TOXICOLOGY MECHANISMS AND METHODS, vol.17, no.8, pp.489-495, 2007 (SCI-Expanded) identifier identifier identifier

  • Publication Type: Article / Article
  • Volume: 17 Issue: 8
  • Publication Date: 2007
  • Doi Number: 10.1080/15376510701380422
  • Journal Name: TOXICOLOGY MECHANISMS AND METHODS
  • Journal Indexes: Science Citation Index Expanded (SCI-EXPANDED), Scopus
  • Page Numbers: pp.489-495
  • Keywords: Cyprinus carpio, fenitrothion, hematological changes, MDA, stress biomarker, LIPID-PEROXIDATION, ANGUILLA-ANGUILLA, EUROPEAN EEL, BRAIN, BLOOD, MALONDIALDEHYDE, MALONALDEHYDE, ANTIOXIDANTS, BIOCHEMISTRY, PHOSPHATE
  • Gazi University Affiliated: Yes

Abstract

The purpose of this study was to evaluate the effects of fenitrothion, an organophosphothionate insecticide, on selected serum hematological and biochemical parameters of carp ( Cyprinus carpio L.) fingerlings and investigate histopathological changes after acute dose of exposure.

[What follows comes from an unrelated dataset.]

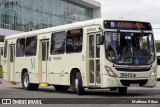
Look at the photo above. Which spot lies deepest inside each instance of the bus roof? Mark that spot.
(67, 27)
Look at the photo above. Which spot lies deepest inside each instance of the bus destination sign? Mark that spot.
(127, 25)
(74, 32)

Among those, cortisol and glucose are evaluated as responses of early life stages of carp to acute stress and hematological blood parameters are evaluated to investigate the mechanism of toxicity via histopathological changes to the standard test organism. No significant histological findings were observed in carp tissues ( gills, liver, kidneys, spleen, gonads, brain, muscle, and skin) exposed to a sublethal concentration of 10 mg/L fenitrothion and controls. Hematocrit and erythrocyte counts were decreased significantly by exposure to fenitrothion when compared to the control group (25.26% +/- 0.82%, 1455 +/- 90.3 [ 103/mu L] vs. 28.83% +/- 1.60%, 1865 +/- 74.5 [10(3)/mu L], P < 0.05), respectively. Leucocyte and thrombocyte counts did not change. Increases in plasma cortisol levels were found in the experimental group compared to controls (34.2 +/- 1.9 vs. 18.0 +/- 2.2, P < 0.05) respectively, while glucose, chloride, sodium, potassium, phosphorous, and brain MDA and FOX levels did not show significant differences from those of control ( P > 0.05). As a result, we can conclude that early life stages of fish are very susceptible to the adverse effects of toxicants.